Brabazon, Reginald (1841–1929), 12th earl of Meath , landowner, philanthropist, and disciplinarian, was born in London on 31 July 1841, the second son of William Brabazon, eleventh earl, and Harriet, second daughter of Sir Richard Brooke, sixth baronet, of Norton Priory, Cheshire. His godmother was Catherine Gladstone (née Glynne), wife of W. E. Gladstone. Initially educated at Eton, Brabazon later went to Hanover to learn German before entering the British Foreign Office in 1863 as a clerk. After spending some time as an attaché at Frankfurt am Main (1866), as a replacement for Wilfrid Scawen Blunt (qv), he served in Berlin (1868–70), The Hague (1870), and Paris (1871–3). In 1873 he declined the position of second secretary to the embassy in Athens, but remained in the service, without pay or an appointment, until he retired in 1877. Thereafter Brabazon's metier, inspired by his father and his wife, was social and philanthropic work, mostly in Great Britain. Politically, he was enthused by the idea of empire and an imperial patriotism based on social service and civic duty. The founder and president of the Empire Day movement, he persuaded the British parliament to fly the union jack over the palace of Westminster in 1893, at a time when there was no officially recognised national flag.
On his father's death in 1887 Brabazon succeeded to the title and to the estate of Kilruddery, Co. Wicklow. In addition to the Wicklow estate, which encompassed 14,717 acres in 1876, he owned 36 acres in the dilapidated Coombe district of Dublin city, as well as residences in London (83 Lancaster Gate), Surrey (Chaworth House, Ottershaw, Chertsey), and Co. Wicklow (The Coppice, Rathdrum).

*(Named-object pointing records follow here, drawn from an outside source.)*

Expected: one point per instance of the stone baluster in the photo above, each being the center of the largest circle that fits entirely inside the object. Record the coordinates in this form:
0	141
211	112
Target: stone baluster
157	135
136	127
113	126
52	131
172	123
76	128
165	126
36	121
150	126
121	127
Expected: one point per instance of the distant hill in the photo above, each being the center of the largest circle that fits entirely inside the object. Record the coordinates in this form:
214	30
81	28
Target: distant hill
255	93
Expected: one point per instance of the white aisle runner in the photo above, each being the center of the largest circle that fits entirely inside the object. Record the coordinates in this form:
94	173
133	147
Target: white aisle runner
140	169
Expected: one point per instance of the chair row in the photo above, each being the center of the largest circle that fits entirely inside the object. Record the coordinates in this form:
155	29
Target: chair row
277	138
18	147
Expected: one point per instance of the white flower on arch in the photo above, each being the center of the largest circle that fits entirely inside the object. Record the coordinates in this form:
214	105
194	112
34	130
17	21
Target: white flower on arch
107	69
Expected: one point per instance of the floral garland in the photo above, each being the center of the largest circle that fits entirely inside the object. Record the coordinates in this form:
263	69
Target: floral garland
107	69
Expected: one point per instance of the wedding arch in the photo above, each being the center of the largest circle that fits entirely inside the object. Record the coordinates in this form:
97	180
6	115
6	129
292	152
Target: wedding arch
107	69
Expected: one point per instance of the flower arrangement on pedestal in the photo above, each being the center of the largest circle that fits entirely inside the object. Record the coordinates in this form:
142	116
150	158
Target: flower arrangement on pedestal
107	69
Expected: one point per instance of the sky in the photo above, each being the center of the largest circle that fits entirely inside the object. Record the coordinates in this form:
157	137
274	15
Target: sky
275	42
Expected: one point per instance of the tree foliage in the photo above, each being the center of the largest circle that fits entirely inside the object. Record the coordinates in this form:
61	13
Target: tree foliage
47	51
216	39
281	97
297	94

By 1921, however, Kilruddery's expenses exceeded its owner's entire Irish income and he was on the verge of bankruptcy.
A committed unionist and leading member of the Irish Land Conference, Meath sat in the house of lords as Baron Chaworth (UK). In June 1901 a bill, introduced by him, for the purpose of establishing day industrial schools in Ireland passed all its stages in the upper house, but failed to pass through the lower house, despite the fact that these schools already existed in England. Largely responsible for the construction in 1907 of the Boer War memorial arch in St Stephen's Green, Meath associated himself with John Redmond's (qv) recruitment campaign in 1914 and became president of the city and county of Dublin recruiting committee.
A staunch imperialist, Meath was chairman of the duty and discipline movement, which had more than 4,000 members in 1917. The objectives of the movement were to combat softness, slackness, indifference, and indiscipline in young people, and to give reasonable support to all legitimate authority. Meath's encouragement of discipline and physical education meant that he was also a strong supporter of national service and Baden-Powell's scout movement.

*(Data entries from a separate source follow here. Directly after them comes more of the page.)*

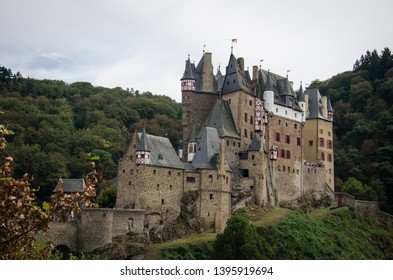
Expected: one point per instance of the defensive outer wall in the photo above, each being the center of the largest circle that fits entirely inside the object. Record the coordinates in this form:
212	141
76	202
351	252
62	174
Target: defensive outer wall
94	227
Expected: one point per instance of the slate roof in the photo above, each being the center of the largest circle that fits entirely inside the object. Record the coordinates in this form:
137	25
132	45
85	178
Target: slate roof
283	92
300	96
142	146
189	71
315	104
193	134
161	150
330	108
199	72
256	143
209	146
236	78
71	185
221	118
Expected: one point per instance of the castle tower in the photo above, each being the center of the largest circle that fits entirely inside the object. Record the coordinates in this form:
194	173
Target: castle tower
237	90
330	110
199	93
188	79
302	102
143	152
318	136
192	145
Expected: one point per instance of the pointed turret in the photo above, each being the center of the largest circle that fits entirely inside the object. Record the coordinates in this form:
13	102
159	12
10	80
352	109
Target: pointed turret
219	79
284	88
192	144
269	85
302	101
300	96
330	110
268	94
188	79
256	143
236	79
142	151
205	80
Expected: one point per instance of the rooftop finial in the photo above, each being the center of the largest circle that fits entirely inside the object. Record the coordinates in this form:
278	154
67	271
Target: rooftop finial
260	63
234	41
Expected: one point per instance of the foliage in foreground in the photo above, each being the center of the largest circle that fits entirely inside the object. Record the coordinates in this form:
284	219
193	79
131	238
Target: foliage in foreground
340	235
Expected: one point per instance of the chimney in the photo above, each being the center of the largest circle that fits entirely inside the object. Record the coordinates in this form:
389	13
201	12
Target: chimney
207	75
255	73
240	60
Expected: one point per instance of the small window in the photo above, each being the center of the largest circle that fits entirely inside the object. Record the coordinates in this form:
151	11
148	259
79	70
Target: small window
190	179
321	142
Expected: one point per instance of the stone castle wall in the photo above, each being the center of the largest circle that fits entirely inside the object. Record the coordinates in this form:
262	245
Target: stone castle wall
195	109
287	169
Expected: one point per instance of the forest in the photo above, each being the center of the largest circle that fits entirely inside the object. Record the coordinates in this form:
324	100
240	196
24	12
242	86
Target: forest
56	126
362	100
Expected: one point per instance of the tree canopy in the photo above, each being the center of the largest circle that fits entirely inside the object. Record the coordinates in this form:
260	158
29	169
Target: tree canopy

Meath was the first president of the Dublin Philanthropic Reform Association, through which he initiated the police-aided clothing scheme to clothe the ‘ragged youth’ of Dublin, and was a founding member and honorary secretary of the Dublin Hospital Sunday movement, a hospital fund which raised about £200,000 between 1874 and 1922. He also founded the Hospital Saturday Fund in 1873 to help working people meet the real expenses of medical care. A member of the Church of Ireland social service committee and the Dublin diocesan social service committee, he was appointed by Baden-Powell chief commissioner (Ireland) of the boy scouts organisation in 1911. From 1898 he served as lieutenant for the county and city of Dublin, JP for the counties of Dublin and Wicklow, DL for the county of Wicklow, and honorary colonel of the 5th battalion, Royal Dublin Fusiliers. Between 1902 and 1905 he served as chancellor of the Royal University of Ireland, but retired owing to nationalist dissent. Meath was created PC (Ireland) in 1887, KP in 1905, GBE in 1920, and GCVO in 1923. In 1921 he was elected by the Irish privy council and the Irish peers to serve in the aborted Southern Ireland senate established by the Government of Ireland Act 1920.

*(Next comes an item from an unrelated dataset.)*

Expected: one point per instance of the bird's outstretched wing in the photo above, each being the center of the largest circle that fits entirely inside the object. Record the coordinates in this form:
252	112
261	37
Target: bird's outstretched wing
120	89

Meath wrote two volumes of reminiscences, Memories of the nineteenth century (1923) and Memories of the twentieth century (1924), as well as several works related to his social and philanthropic work. In 1868 he married Lady Mary Jane Maitland, with whom he had six children. More than half of his income was derived from his wife. He died in London after a week's illness on 11 October 1929, and was succeeded as 13th earl by his eldest son, Reginald Le Normand Brabazon. There is a portrait (1928) of Meath by Sir William Orpen (qv), as well as a series of photographs by Bassano, in the National Portrait Gallery, London, and a bronze bust in the possession of the Royal Commonwealth Society. A memorial to him was erected at Lancaster Gate, London.